Having a stable of "grand cru" sites across the zones has been a pivotal part of their success. It's something that would be largely impossible in this day and age due to the value of the land. Holdings in Brunate, Rocche di Castiglione, Villero, Ravera, Cerequio, etc etc. It's literally a roll call of the best sites in the region. 

The second aspect has been the people and in particular, Alfredo Currado who shaped the estate's success before handing over the reins to his incredibly talented son, Luca, who has continued to push quality to great and greater heights. To have two of the region's all time greatest winemakers in one family and back-t-back is incredible and has undoubtedly been such an important part of making Vietti what it is today. 

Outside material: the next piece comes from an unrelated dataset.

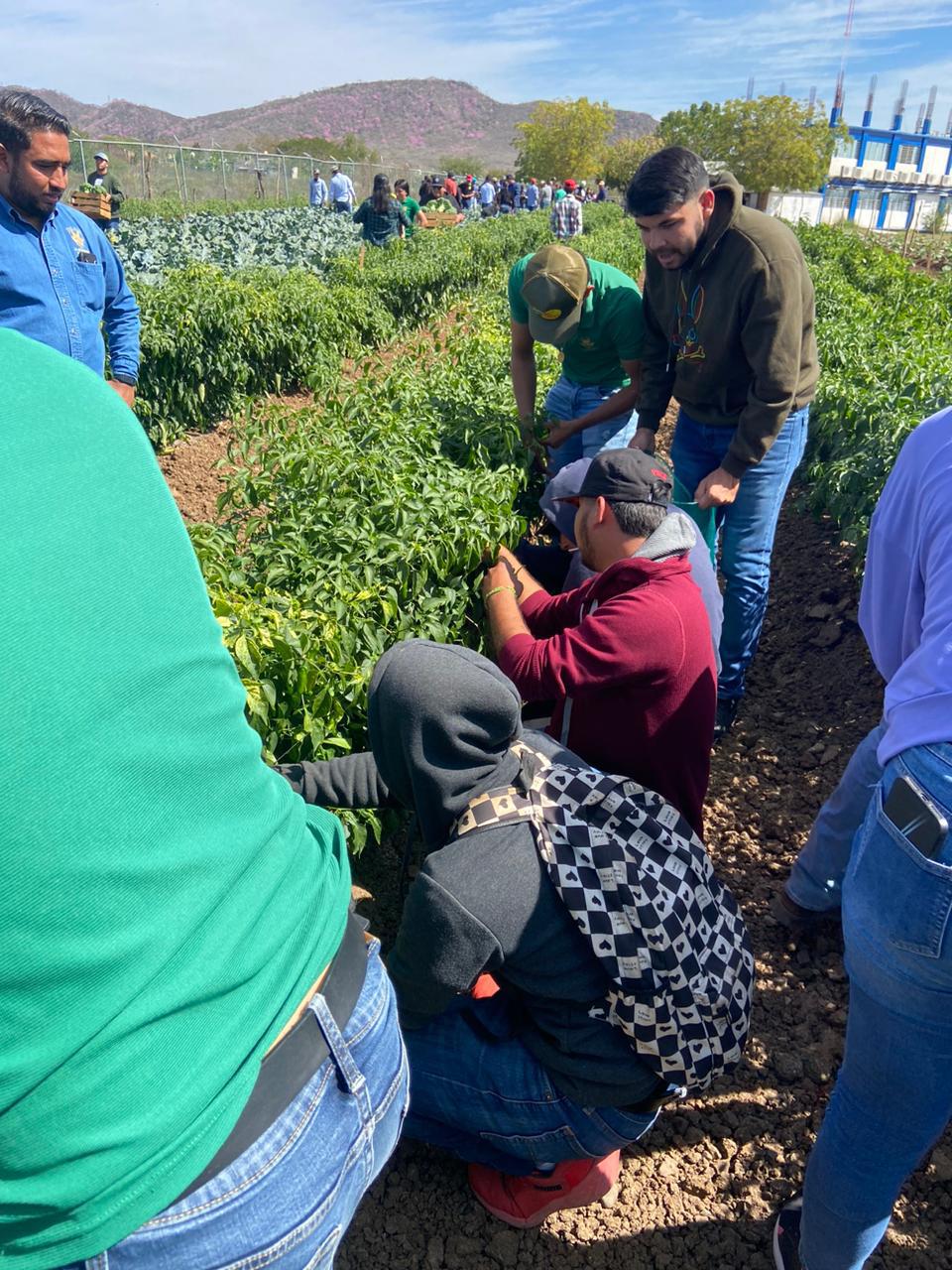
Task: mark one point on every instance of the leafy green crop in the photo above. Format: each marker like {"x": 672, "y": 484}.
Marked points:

OK, let's talk about the Baroli in the stable. The 'Castiglione' Barolo is a remarkable wine. Because Vietti have such fantastic holdings, they're able to choose fruit from across important holdings to produce this "entry-level" blend - their interpretation of a classic Barolo. For any other producer the fruit that goes into this wine would end up in a single cru bottling. It's one of the great bargains of world wine, not just Barolo. 

From here, things enter the stratosphere with single-vineyard wines from Rocche di Castiglione, Villero (only riserva), Brunate, Ravera, Lazzarito, Masseria Roncaglia in Barbaresco and more recently Cerquio and Monvigliero. 

They're all made more or less identically. In the past elevage would be mostly large cask and a little barrique but in the case of the 2018s, everything was done in cask and maceration on skins ranged into the three week zone for most crus. The beauty of this approach means the individual vineyard characteristics are front and centre in the glass. It's an education on what makes each commune and site tick to taste them all at once. Beyond that intellectual aspect though, the wines are brilliant and deserve to be in the company of the greatest in the region.

As usual, I have very little of most of these wines. Certainly enough of the Castiglione to do a good six-pack price but for the others, the limits speak of tiny amounts I have. One nice thing this year though is access to some larger formats. Not always available to me so if you foresee a celebration in ten years or so then grab one.